In his press briefing this past Tuesday, Governor Scott said that he knows he can’t make us do the things that will defeat the virus—have Thanksgiving dinner only with the people who live under our roof, don’t travel, and continue to do the things we have been doing—six foot spaces, masks on faces, avoid crowded places—but he is asking us to do these things. Our Presiding Bishop is calling us to walk the Way of Love—doing all of these things out of love for each other so everyone can be safe. And our governor says often that he knows this is hard. We all have Pandemic Fatigue. We’re tired of this and we just want to go back to normal. Experts tell us that we’re experiencing quite a bit of depression and anxiety these days.

We might pray, “O, loving God, please come down here and help us. This virus is getting ahead of us.” Rather similar to Isaiah’s prayer.

But then we stop and think. God has come to be with us. That was the first Advent. A little baby was born in Bethlehem, a little, out of the way place like Sheldon or Montgomery or Fletcher or Fairfield or Franklin. Why did God come among us? Because God loves us more than we could possibly understand or imagine.

Jesus lived a human life, grew up helping his foster father in his carpenter shop, and then he called twelve people together and went all around healing, forgiving, and teaching people about God’s kingdom of love and peace, God’s shalom. And he invited everyone to be a part of his family—a very big family—and to help him build his shalom.

We have all answered his call to follow him and help him build his kingdom, his shalom. Right now, people are really hurting with this pandemic, and we are feeding them at our food shelf. And we are trying to do all we can to help our brothers and sisters because he has told us that if we help them, we are helping him. The more peace and love and compassion we can share, the closer his kingdom comes. So he doesn’t have to tear down the heavens and come down. He is already here in our midst. What our governor and all good leaders are calling us to do, our risen and present Lord is leading and guiding us to do.

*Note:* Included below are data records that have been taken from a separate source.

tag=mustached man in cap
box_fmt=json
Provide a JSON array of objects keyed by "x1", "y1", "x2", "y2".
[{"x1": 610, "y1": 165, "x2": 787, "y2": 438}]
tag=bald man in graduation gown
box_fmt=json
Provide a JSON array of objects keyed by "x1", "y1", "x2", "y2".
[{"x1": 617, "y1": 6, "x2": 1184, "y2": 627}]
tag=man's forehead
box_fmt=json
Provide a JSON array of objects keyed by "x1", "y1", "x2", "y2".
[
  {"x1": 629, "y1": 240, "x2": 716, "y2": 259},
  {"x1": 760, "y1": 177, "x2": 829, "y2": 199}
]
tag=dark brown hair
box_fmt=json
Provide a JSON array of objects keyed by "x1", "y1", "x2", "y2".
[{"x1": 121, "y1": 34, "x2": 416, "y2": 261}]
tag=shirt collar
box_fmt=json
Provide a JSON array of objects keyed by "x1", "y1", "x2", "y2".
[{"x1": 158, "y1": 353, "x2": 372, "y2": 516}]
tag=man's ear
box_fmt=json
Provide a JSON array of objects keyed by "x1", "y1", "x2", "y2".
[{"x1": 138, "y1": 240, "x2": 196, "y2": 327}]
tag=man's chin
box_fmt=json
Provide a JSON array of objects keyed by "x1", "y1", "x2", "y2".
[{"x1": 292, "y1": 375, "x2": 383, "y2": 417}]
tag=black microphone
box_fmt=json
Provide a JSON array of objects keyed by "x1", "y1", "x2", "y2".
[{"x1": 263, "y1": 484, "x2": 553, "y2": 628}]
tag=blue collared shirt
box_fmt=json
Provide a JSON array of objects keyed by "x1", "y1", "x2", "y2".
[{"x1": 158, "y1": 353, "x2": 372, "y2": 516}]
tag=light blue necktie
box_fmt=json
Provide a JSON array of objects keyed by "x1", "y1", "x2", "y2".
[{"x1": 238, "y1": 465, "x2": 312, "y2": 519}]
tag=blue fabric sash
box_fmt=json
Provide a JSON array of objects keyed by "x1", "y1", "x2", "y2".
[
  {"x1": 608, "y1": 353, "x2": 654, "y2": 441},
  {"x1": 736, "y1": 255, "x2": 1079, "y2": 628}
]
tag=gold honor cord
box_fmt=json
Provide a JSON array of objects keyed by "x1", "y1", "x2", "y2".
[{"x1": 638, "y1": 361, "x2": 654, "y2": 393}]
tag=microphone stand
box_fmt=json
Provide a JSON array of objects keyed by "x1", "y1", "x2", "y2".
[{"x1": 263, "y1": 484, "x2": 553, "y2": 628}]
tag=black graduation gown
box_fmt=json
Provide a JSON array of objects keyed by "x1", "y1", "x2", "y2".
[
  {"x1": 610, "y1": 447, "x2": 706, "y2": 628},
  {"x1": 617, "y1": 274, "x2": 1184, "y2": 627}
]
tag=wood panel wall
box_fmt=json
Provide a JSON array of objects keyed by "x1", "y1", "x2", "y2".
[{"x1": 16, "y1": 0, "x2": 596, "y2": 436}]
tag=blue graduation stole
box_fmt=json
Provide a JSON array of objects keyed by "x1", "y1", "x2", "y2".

He has told us he will come again to complete his kingdom, to bring in fully his shalom of peace, compassion, and justice. We do not know exactly when that is going to happen. And in many parts of the gospel he tells us not to try to figure that out. Only God knows when that will happen.

In today’s gospel, He says, “Keep awake.” This does not mean that we have to stay up all night. He wants us to be healthy, especially in these stressful times, so we need to get at least seven hours of sleep a night. But he wants us to be ready to receive his kingdom. He wants us to be prepared for his kingdom. When he comes, he wants us to be ready to meet him, welcome him with great joy, and help him complete his work of creation.

And he wants us to live like kingdom people, to feed the hungry and give clothing to those who need it and love people and help people as if they were Christ himself. We are in that in-between time between his first coming as a baby and his second coming as our King, and he wants us to be about the work of building his shalom now.

Like God’s people coming home from the exile, we are facing a major challenge. We are called to do what is necessary to beat this virus, and we are called to build, not a temple, but the shalom of God.

Lord Jesus, thank you for being in our midst. Thank you for calling us to help you build your kingdom. Give us the grace to follow you, to walk the Way of Love, and to be ready to follow where you lead us. In your holy Name. Amen.